Это сравнение — не натяжка, а, повторяю, неотступная, до предела, до неминуемого парадокса, сухово-кобылинская страсть к извлечению сути. Как Варравин, в отличие от связанного предрассудками, несовершенного взяточника Тарелкина, не хотел и не мог укротить своего аппетита, отчего и являл собой совершеннейшую из особей этого рода, так и Расплюев — совершенство. Итог. Конечное и идеальное воплощение воспринятой им идеи. Гений-брюхо — да, гений, отчего бы и не задеть бесцеремонным фарсом этого высокого слова? Даром, что ли, помянут был Никколо Паганини?..
Умствуя по поводу юмора, сарказма, фарса, проще простого самому потерять чувство юмора и заслужить сарказм, — а все же позволю себе заметить следующее. В эволюции Ивана Антоновича Расплюева, в преображении его брюха, в превращении лукавой и, что бы там ни было, обаятельной, так сказать, ламмегудзаковской плотоядности в неразборчивую, отталкивающую алчность — во всем этом есть, представьте себе, нечто, отразившееся в одном высокоученом споре. Между выдающимися мыслителями нашего времени Михаилом Михайловичем Бахтиным и Алексеем Федоровичем Лосевым.
Спор шел о Рабле и раблезианстве, о «телесном низе», о «пиршественных образах», о «брюхе».
«Все первые подвиги Пантагрюэля, совершенные им еще в колыбели, — это подвиги еды».
Пока я цитирую Бахтина, и слово «подвиги» здесь вполне красноречиво, — что, впрочем, немудрено:
«Еда в древнейшей системе образов была неразрывно связана с трудом. Она завершала труд и борьбу, была их венцом и победой. Труд торжествовал в еде».
Мало того:
«Еда и питье — одно из важнейших проявлений жизни гротескного тела. Особенности этого тела — его открытость, незавершенность, его взаимодействие с миром… Здесь человек вкушает мир, ощущает вкус мира, вводит его в свое тело, делает его частью себя самого… Эта встреча с миром в акте еды была радостной и ликующей.
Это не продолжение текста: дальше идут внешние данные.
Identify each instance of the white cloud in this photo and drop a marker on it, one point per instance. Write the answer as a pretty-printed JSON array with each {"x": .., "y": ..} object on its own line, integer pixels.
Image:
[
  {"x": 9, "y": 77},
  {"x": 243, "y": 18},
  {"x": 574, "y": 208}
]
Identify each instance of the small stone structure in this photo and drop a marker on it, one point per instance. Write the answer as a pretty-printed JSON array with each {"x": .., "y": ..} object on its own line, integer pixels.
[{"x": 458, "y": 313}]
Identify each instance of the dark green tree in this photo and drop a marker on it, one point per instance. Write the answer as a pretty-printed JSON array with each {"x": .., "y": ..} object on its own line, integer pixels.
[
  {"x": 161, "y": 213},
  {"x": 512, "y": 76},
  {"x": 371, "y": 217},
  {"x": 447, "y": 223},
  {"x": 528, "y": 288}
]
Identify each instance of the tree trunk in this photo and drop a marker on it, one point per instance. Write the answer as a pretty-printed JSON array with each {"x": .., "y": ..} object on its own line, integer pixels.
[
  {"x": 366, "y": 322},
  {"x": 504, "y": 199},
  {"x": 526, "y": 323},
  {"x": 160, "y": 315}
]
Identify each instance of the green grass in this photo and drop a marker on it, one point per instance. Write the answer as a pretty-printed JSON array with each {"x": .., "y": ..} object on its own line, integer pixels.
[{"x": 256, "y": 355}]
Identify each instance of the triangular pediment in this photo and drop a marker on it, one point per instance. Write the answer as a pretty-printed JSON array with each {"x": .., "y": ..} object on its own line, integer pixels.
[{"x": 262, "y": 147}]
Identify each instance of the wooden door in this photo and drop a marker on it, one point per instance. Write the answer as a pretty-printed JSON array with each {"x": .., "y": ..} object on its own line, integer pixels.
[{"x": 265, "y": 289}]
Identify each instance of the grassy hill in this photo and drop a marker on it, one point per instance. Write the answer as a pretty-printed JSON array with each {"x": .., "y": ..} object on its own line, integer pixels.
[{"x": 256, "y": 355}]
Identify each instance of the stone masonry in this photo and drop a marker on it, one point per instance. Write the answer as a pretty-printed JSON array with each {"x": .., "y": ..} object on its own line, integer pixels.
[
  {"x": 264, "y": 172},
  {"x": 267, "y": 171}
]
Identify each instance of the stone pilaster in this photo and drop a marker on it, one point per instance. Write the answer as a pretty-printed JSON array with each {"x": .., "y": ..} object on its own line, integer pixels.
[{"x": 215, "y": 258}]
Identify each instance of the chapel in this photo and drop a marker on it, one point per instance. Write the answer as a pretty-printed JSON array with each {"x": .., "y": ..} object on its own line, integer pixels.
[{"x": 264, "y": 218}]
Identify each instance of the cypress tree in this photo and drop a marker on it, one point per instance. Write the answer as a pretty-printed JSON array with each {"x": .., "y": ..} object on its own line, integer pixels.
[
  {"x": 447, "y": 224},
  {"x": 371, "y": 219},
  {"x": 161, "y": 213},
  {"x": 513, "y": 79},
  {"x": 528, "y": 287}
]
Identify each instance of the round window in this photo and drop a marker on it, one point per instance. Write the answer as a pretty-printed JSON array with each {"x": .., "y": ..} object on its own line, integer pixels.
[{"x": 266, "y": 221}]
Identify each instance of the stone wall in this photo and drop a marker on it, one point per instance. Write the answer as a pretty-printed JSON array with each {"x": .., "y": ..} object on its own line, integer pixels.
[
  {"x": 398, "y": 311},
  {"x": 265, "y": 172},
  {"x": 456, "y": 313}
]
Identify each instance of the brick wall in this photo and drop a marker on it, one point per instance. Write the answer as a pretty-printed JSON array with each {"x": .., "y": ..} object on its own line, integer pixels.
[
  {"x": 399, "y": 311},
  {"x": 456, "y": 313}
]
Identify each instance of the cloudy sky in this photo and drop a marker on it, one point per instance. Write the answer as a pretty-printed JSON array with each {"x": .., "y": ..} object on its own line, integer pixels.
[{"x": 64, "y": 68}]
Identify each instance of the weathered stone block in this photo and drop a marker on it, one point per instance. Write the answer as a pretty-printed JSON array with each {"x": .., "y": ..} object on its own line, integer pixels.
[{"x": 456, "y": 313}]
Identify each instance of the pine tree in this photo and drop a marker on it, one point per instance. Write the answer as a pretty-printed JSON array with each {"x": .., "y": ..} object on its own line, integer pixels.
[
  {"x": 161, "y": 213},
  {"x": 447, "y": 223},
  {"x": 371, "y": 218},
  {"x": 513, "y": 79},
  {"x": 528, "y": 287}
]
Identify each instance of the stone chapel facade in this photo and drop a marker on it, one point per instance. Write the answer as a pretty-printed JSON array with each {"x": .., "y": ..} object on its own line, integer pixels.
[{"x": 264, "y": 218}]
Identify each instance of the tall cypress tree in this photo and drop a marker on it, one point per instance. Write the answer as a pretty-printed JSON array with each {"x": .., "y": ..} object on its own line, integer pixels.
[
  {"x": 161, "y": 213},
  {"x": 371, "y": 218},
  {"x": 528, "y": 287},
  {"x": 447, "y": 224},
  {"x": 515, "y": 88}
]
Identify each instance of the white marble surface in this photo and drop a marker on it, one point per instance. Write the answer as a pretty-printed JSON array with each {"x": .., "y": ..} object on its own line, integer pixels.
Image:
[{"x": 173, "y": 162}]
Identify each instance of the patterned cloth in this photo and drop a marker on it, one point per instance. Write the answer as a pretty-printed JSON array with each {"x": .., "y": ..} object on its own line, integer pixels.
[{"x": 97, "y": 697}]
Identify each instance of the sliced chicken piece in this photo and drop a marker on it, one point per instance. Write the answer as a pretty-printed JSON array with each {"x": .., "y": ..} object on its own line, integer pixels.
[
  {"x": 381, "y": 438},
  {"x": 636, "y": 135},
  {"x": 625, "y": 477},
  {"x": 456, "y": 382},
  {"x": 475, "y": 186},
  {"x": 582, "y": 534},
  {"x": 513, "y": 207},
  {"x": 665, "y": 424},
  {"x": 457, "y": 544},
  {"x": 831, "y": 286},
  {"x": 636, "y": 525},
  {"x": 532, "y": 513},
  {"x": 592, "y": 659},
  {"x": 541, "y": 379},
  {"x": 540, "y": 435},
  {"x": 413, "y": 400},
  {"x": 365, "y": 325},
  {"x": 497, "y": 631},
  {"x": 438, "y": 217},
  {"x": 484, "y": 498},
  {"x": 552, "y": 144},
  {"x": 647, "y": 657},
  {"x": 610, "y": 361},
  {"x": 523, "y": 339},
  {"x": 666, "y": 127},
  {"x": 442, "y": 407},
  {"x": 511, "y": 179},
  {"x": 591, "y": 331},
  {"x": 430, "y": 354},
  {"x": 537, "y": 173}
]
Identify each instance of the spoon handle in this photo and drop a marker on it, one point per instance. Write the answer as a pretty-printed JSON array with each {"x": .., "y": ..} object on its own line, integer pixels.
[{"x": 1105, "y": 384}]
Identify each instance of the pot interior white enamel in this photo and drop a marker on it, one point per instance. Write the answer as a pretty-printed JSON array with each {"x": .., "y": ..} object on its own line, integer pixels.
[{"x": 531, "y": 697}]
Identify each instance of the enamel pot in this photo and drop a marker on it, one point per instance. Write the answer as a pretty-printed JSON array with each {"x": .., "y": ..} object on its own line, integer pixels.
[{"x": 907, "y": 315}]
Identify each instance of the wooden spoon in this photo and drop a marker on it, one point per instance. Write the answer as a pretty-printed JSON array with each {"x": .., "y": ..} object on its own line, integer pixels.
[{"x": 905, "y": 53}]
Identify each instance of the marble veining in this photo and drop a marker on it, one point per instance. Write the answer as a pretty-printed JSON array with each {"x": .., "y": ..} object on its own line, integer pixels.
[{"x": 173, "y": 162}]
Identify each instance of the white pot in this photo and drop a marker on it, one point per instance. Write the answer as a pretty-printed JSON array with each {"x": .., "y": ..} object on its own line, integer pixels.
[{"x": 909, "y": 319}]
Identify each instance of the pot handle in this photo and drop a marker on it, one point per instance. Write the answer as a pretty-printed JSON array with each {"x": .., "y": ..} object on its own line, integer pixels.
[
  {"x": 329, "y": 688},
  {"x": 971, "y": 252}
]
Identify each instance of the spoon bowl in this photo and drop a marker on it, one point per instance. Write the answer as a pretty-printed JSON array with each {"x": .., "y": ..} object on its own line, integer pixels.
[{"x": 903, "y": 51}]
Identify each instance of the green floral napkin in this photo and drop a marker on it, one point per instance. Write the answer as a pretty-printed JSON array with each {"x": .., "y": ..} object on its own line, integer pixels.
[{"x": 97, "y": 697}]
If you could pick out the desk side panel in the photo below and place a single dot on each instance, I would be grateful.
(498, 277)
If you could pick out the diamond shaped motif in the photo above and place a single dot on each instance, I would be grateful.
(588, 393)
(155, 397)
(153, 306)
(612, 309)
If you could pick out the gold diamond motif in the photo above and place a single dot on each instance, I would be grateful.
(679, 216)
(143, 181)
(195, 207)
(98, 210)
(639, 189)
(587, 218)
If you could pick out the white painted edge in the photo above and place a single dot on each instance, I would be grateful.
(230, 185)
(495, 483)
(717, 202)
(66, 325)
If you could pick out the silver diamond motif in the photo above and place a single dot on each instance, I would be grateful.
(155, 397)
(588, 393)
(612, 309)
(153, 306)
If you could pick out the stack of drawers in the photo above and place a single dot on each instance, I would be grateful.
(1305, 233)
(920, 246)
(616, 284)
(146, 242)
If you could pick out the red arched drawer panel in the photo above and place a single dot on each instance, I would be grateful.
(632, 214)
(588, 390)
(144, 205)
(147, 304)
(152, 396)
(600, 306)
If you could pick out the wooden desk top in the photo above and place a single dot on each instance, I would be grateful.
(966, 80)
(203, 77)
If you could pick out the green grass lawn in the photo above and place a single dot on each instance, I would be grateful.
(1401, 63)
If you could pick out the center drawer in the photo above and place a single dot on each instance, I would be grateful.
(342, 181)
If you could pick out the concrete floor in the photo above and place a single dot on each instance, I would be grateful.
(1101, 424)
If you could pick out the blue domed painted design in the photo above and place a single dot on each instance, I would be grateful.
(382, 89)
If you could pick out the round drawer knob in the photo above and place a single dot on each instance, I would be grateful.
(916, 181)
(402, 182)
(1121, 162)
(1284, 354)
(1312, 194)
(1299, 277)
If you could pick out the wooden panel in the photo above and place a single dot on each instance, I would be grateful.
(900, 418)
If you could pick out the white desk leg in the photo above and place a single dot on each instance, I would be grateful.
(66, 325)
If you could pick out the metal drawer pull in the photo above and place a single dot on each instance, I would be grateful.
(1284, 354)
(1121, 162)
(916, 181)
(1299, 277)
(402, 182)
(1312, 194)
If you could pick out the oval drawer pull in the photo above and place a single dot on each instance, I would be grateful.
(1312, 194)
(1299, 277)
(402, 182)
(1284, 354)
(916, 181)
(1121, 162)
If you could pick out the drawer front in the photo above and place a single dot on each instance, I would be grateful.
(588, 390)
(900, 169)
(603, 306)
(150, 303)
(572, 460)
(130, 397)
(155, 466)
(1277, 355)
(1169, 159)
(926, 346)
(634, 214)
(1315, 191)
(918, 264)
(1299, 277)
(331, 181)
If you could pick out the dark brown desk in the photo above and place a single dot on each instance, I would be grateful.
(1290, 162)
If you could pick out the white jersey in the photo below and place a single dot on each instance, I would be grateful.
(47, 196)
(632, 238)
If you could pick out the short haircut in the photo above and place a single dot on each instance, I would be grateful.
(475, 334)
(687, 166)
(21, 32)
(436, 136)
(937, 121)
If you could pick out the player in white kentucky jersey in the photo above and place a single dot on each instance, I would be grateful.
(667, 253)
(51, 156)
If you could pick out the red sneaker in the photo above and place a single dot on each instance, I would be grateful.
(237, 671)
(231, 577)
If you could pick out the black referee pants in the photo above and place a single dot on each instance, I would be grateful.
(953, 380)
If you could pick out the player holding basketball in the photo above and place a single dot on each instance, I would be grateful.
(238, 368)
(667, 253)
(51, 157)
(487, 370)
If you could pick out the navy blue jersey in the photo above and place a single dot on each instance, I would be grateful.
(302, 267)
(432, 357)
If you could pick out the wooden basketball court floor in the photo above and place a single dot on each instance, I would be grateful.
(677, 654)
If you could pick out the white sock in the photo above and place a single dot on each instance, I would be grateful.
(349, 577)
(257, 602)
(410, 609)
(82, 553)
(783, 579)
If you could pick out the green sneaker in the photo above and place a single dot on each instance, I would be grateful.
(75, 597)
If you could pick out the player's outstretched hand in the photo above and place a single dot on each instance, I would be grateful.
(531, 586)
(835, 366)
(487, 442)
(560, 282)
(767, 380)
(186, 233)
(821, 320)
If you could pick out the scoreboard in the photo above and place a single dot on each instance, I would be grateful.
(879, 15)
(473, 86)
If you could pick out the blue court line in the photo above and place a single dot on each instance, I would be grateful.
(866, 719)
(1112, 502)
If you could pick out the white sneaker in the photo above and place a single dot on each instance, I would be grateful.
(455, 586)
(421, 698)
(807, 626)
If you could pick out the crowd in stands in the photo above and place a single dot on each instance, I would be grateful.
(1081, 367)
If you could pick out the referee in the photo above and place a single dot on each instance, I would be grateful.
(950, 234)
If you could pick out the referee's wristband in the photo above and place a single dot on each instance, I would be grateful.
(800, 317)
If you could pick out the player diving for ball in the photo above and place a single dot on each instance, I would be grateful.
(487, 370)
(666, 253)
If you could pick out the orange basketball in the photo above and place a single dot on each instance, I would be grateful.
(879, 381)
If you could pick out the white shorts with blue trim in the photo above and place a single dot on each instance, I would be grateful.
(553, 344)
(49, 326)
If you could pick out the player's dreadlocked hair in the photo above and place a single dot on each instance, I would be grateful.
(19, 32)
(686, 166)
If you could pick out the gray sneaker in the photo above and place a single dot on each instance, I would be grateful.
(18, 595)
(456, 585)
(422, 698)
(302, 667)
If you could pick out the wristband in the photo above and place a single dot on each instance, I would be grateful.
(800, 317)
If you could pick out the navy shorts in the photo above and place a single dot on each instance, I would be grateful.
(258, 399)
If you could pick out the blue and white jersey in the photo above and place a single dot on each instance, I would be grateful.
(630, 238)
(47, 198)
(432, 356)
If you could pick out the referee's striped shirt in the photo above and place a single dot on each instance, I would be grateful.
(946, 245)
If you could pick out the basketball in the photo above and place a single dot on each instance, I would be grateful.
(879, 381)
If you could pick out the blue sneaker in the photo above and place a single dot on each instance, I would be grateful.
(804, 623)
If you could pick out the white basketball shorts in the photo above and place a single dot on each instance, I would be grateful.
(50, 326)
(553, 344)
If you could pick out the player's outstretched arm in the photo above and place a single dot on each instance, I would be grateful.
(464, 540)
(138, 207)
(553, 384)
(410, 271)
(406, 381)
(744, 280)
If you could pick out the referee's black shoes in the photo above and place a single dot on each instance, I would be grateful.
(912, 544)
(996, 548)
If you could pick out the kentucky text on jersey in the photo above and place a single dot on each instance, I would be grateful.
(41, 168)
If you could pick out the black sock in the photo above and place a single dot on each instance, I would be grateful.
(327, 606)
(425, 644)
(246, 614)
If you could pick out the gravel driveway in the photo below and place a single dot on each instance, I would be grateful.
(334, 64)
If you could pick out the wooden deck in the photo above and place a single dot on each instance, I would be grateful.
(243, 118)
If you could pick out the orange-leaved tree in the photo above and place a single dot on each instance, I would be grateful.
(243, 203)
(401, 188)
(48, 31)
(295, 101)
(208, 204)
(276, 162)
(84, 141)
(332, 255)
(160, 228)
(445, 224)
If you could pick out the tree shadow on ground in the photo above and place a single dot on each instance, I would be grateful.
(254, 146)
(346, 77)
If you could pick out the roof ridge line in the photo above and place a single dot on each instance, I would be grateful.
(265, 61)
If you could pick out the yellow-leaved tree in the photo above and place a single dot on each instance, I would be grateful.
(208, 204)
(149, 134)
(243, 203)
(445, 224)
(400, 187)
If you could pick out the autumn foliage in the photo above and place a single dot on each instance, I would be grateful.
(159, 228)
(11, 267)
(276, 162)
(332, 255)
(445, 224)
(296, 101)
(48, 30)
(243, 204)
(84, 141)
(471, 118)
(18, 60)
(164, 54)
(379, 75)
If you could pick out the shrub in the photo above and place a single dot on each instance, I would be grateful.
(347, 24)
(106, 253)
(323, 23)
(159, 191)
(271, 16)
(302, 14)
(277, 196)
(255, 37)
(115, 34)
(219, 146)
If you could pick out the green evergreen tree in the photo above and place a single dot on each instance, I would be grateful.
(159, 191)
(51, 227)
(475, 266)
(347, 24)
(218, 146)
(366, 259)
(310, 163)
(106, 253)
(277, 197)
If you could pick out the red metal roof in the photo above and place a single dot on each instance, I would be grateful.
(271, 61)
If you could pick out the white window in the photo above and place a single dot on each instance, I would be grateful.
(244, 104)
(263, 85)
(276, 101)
Здесь человек торжествовал над миром…»
Но стоит начать цитировать «Эстетику Возрождения» Лосева, как простой перечень раблезианских образов выдаст нам раздраженную неприязнь исследователя:
«Огромную роль у Рабле играют мотивы разинутого рта, глотания, сосания, обжирания, пищеварения и вообще животного акта еды, пьянства, чрезмерного роста тел, их совокупления и беременности, разверзшегося лона, физиологических актов отправления» — и т. д., и т. п., вплоть до эмоционального вывода:
«Итак, реализм Рабле есть эстетический апофеоз всякой гадости и пакости. И если вам угодно считать такой реализм передовым, пожалуйста, считайте».
Совсем не мое дело — вникать в перипетии спора двух ученых, и мне-то здесь важно лишь одно. Возможность взглянуть на то, что традиционно считалось воплощением веселья и здоровья (больше того: аналогом труда, даже «подвигом»), что было неотделимо от плотского (но и духовного) обаяния Гаргантюа и Пантагрюэля, Ламме Гудзака или Санчо Пансы, — взглянуть на все это так, как взглянул Алексей Федорович Лосев. Как на следствие падения, распада, деградации — в том числе и прежде всего моральной:
«Что бы мы ни думали о Ренессансе, это прежде всего есть эпоха высокого героизма… Совершенно противоположную картину рисует нам знаменитый роман Рабле, где вместо героя выступает деклассированная богема, если не просто шпана, вполне ничтожная и по своему внутреннему настроению, и по своему внешнему поведению. Печать какой-то деклассированности и даже нигилизма лежит на этих «героях» Рабле».